The mother’s partner must also qualify. They must have:

• Worked at least 26 weeks from the last 66 weeks

• Earned at least £30 a week on average in 13 of the week’s.

How do you start Shared Parental Leave?

• The mother has to end their maternity leave/adoption leave by returning to work

• Curtailment Notice must be given to the employer of the date that they intend that their maternity/adoption leave will end

• Maternity pay/allowance must end

• For the partner this can start while the mother/adopter is still on maternity/adoption leave as long as bindging notice for the leave (or pay If she is not entitles to leave) to end has been given.

For further details on Shared Parental Leave or if you find your Employee Handbook requires a policy update to satisfy the new legislation please contact Solve.

From 1st October 2014 new rules come into force which will enable fathers to be and partners of pregnant women to take time off for antenatal appointments.  The Children and Families Act 2014 aims to give employees more flexibility so that it is not just pregnant women who are entitled to time off.

The new rules allow a prospective father or other qualifying person to take time off work to attend two antenatal appointments (maximum of six and a half hours each).

Under the new act, which amends the Employment Rights Act 1996, there is no continuous period of employment required to qualify so this statutory right will be available to employees and agency workers from the start of their employment.

Employees are deemed to have a ‘qualifying relationship’ with a woman or her expected child if:

• They are the pregnant woman’s husband or civil partner.

• They live with the woman (whether in a heterosexual or same sex relationship) in an enduring family relationship and are not a relative of the woman.

• They are the expected child’s father.

• They are one of a same sex couple who is to be treated as the child’s other parent under the assisted reproduction provisions in the Human Fertilisation and Embryology Act 2008.

• They are the potential applicant for a Parental Order in relation to a child who is expected to be born to a surrogate mother.

• Under the new rules the employers are entitled to request documentary evidence of an appointment. The employee must provide a written declaration stating:

• The qualifying relationship they have with the pregnant woman or expected child.

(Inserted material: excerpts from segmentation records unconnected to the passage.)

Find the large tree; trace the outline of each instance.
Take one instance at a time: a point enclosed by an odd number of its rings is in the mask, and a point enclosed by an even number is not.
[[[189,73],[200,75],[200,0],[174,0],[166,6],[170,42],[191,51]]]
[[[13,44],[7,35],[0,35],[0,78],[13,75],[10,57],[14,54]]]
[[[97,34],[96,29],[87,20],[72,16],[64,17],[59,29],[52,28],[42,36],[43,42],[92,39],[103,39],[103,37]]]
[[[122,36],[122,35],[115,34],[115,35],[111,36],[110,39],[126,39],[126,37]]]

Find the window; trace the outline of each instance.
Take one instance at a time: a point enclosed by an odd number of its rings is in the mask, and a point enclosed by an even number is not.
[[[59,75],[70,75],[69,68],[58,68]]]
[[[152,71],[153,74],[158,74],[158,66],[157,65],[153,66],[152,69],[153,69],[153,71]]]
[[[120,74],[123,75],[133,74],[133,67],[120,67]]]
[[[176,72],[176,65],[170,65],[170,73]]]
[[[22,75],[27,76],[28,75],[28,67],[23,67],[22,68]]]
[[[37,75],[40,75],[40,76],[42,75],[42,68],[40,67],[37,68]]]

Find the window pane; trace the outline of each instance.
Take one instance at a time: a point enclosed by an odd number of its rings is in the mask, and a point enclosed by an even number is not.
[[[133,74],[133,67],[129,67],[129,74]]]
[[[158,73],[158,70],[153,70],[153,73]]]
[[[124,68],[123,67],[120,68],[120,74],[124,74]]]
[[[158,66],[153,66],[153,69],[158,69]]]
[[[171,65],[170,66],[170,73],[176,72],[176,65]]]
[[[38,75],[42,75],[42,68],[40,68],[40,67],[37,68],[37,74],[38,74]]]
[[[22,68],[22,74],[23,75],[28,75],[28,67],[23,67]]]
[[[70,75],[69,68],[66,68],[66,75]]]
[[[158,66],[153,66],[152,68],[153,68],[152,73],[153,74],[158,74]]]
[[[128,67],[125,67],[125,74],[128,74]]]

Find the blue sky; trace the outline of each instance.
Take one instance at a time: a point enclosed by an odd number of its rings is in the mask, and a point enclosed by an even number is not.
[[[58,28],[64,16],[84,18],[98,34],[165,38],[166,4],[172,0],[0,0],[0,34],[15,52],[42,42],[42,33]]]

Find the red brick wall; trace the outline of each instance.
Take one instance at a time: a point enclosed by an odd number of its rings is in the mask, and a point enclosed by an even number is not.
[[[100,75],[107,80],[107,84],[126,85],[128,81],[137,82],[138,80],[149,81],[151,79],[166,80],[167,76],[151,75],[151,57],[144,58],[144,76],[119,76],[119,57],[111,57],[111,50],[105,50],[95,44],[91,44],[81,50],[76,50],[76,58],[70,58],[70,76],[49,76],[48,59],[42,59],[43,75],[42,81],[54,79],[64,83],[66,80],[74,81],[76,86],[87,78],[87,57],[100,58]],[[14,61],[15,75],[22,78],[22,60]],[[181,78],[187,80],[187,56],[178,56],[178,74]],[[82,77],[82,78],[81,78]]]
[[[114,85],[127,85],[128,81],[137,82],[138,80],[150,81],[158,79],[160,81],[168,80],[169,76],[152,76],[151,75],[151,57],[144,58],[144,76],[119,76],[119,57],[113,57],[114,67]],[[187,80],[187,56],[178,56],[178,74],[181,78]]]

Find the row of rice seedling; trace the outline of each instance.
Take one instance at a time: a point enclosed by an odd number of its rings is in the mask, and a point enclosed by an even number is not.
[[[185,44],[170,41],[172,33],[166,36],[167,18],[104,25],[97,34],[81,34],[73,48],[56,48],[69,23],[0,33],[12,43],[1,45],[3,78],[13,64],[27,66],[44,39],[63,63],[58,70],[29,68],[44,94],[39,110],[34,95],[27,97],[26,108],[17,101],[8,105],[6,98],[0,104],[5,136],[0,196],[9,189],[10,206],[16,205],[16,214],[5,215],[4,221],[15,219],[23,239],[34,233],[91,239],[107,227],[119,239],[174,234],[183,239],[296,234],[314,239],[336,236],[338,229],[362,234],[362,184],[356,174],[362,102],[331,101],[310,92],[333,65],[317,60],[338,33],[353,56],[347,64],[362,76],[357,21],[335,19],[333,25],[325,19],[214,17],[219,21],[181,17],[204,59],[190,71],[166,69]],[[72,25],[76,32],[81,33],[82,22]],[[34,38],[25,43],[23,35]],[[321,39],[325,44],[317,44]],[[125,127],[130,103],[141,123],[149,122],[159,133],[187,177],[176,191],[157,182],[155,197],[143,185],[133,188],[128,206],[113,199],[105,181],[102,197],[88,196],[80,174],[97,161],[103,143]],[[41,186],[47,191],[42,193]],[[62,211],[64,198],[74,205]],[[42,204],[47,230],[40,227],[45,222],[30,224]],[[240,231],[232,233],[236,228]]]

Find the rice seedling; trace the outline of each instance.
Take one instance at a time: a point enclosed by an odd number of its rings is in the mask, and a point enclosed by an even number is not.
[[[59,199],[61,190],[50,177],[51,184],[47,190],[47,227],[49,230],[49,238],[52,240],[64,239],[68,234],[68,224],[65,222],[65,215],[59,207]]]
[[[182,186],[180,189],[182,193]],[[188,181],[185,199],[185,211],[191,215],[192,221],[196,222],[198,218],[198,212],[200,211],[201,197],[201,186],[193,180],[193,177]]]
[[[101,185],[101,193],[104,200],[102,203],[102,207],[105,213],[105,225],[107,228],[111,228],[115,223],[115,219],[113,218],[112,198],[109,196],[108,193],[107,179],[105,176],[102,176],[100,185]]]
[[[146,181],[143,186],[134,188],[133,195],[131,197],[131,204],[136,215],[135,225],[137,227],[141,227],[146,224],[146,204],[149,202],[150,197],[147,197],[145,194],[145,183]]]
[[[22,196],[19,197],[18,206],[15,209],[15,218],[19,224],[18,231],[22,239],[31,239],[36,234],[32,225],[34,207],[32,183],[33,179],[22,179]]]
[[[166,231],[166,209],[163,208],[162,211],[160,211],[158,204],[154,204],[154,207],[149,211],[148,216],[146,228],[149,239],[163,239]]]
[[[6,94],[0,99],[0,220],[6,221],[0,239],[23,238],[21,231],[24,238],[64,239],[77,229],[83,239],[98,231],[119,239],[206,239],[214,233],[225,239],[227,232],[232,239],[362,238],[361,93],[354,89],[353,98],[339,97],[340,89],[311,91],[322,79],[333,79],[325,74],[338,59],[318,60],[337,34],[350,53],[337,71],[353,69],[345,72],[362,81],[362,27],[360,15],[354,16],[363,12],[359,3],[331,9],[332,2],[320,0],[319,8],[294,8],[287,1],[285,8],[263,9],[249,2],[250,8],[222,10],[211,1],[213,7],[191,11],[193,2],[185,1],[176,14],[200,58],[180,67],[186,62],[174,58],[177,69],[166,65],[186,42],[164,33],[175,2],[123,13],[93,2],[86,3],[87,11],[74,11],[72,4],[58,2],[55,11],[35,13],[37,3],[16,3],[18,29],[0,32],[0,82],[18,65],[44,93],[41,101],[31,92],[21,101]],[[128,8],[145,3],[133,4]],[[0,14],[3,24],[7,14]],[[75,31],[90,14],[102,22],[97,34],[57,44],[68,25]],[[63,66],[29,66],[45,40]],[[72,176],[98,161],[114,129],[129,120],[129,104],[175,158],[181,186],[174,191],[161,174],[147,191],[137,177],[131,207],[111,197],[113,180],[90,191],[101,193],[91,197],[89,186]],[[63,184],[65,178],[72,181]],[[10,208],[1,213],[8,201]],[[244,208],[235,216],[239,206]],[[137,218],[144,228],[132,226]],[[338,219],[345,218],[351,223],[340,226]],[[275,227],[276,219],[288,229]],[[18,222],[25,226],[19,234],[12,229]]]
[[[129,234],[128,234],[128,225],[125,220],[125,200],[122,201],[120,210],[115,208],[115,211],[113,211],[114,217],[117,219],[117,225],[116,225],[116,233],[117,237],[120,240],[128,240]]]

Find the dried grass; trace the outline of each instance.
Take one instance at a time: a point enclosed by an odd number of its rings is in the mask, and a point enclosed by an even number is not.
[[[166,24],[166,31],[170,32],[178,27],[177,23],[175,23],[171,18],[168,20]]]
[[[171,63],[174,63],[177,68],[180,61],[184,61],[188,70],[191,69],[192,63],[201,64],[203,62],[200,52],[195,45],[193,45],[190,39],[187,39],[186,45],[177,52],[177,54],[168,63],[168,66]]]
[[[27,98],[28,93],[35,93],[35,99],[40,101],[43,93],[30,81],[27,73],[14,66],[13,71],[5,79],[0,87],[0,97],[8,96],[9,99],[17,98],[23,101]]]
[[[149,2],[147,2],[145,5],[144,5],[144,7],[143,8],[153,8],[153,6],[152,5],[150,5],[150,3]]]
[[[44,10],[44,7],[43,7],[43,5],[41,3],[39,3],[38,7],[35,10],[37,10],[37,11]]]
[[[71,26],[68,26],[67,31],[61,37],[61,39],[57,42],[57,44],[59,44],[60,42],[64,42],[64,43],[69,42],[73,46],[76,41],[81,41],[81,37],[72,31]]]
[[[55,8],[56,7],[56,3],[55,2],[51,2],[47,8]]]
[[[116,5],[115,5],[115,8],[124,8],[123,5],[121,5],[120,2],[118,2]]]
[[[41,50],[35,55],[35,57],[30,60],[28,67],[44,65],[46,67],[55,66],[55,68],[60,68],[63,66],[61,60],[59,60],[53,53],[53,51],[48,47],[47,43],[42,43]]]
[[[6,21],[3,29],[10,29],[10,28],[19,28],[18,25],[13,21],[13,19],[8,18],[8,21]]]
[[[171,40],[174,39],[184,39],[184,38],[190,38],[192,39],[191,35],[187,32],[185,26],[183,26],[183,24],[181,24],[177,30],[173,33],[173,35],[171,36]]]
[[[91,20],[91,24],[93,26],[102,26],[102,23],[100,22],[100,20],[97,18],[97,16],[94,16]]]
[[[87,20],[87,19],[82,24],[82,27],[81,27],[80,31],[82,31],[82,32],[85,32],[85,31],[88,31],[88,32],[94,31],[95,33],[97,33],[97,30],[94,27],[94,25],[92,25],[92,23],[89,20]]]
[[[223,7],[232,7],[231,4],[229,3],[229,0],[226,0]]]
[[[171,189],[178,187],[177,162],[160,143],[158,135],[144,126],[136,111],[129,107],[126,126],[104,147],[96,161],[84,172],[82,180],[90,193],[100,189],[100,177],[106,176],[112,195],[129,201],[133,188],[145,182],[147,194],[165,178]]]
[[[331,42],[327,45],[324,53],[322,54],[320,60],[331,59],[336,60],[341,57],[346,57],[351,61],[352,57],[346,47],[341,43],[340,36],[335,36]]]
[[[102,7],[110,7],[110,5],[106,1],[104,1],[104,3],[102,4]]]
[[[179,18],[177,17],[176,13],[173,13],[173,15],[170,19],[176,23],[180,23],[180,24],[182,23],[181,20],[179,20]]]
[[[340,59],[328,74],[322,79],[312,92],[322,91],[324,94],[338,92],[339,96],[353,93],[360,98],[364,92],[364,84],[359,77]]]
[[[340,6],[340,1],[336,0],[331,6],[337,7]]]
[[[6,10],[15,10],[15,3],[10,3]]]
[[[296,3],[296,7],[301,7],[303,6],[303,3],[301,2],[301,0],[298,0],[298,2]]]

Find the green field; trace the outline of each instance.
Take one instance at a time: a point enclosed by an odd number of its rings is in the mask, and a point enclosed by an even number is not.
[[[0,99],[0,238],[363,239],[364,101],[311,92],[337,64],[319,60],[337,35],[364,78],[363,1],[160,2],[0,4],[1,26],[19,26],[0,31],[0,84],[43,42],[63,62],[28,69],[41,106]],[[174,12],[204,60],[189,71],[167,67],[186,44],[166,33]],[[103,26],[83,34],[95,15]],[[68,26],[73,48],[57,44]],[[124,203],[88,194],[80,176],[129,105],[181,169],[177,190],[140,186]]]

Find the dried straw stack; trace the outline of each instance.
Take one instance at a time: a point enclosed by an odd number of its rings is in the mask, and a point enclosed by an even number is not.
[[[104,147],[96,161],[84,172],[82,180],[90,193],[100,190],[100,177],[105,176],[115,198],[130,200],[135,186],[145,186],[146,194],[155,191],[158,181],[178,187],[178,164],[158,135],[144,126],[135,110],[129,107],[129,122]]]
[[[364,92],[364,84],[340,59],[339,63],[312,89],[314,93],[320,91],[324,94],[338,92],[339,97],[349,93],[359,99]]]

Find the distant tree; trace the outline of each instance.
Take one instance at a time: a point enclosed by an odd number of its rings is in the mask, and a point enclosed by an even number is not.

• The purpose of taking the time off is specifically to attend an antenatal appointment.

• The appointment has been made on the advice of a registered medical practitioner, midwife or nurse.

• The date and time of the appointment.

Where it is reasonable to do so, an employer has the right to refuse time off. However the legislation does not specify when this might be the case which may make it difficult for an employer to justify a refusal.

Employers are not obliged to pay employees for time off to attend antenatal appointments unless otherwise agreed. Unlike the rights of pregnant women who are paid their normal hourly rate whilst taking time off to attend antenatal appointments.